L.A. Times Today Features Guzman Family: ‘Could he be a good American?’
Cuéntame’s own Iliana Sosa went to Georgia and followed the Guzman family ordeal which will be released in an upcoming two part-series on how private prison CCA profited from a 19 month procedural mistake (Preview Video). Today the L.A. Times features their incredible journey while raising some important questions. Is this the only option for our immigration system? Lock-em up for a profit? – Axel
Photo Credit: Don Bartletti / Los Angeles Times
By Richard Fausset, Los Angeles Times
June 4, 2011
Reporting from Chapel Hill, N.C. — On a bright Saturday morning, Emily Nelson Guzman packed a beet-red Prius for the journey that would take her once more to Lumpkin, Ga., with its forlorn town square and sleepy barbecue joint and the nation’s largest immigration detention center.
Her husband was there, locked away. Nineteen months earlier, federal agents had arrested him in his yard.
She loaded into the Prius a bag holding the old tight jeans she could finally squeeze into again, the ones she would model so he could see, through the visitation window, how much weight she had lost.
She loaded in another bag, full of action figures — the Shazams and Spider-men and Power Rangers her little boy pretended to be when he fantasized about setting his father free.
The New Latino South
The Latino population in the South has grown dramatically over the last decade. This is one in a series of occasional stories chronicling the lives of Latinos in a changing region.
Pedro Guzman’s bag, a small Old Navy backpack, had already been packed and stowed away in a locker at Stewart Detention Center. It was the only luggage he would be allowed to take to his native Guatemala if a federal immigration judge, in a hearing two days hence, rejected the argument that Pedro had transformed from gang member to good American, a family man who had earned the right to live in the United States.
At the hearing, Emily would have a chance to vouch for his character. So would her mother. So would Pedro himself.
Emily’s mother, Pamela Alberda, brought out a bag of turkey sandwiches from her boyfriend’s house. The boyfriend improvised something on the piano. The music spilled out into the driveway, urgent and sad, like the day itself.
“I really, truly do not know what will happen,” Emily had written on her blog. “He will be freed or sent to a country he does not know.”
She is a family therapist, 34, white and Midwest-born, with a voice as plain as milk.
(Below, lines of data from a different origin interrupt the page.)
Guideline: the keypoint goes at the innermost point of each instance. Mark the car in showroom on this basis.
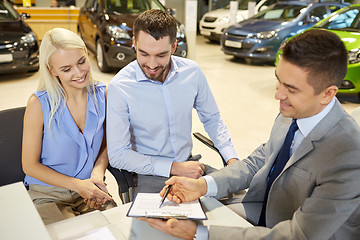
(19, 47)
(213, 23)
(346, 24)
(106, 28)
(259, 37)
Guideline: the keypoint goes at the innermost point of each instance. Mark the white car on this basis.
(213, 23)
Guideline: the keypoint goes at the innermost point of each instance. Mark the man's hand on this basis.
(191, 169)
(185, 189)
(185, 229)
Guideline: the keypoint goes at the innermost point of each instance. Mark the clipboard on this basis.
(147, 205)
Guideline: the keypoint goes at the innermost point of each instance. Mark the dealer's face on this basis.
(154, 55)
(296, 96)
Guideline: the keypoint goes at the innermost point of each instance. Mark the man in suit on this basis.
(316, 193)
A dozen years ago, she fell in love — and discovered that the object of her affection had been smuggled across the border by his mother when he was 8 years old.
She also discovered that his immigration issue would not be solved by marrying a U.S. citizen.
A wife’s devotion
When Emily met Pedro, he was a sweet kid at a bus stop, a 19-year-old high school dropout on his way to one of his two restaurant jobs, a lost soul who escaped the street life of San Luis Obispo and had gone to Minneapolis hoping for a fresh start.
He had covered up his watch on that first meeting, giving himself an excuse to ask the time. She answered in a confident Spanish perfected during a study-abroad year in Mazatlan.
Soon there was passion and friendship, and trust. He told her about his old life: He had run with a gang, but it was minor-league hooliganism, he assured her. It was San Luis Obispo, after all, not Los Angeles.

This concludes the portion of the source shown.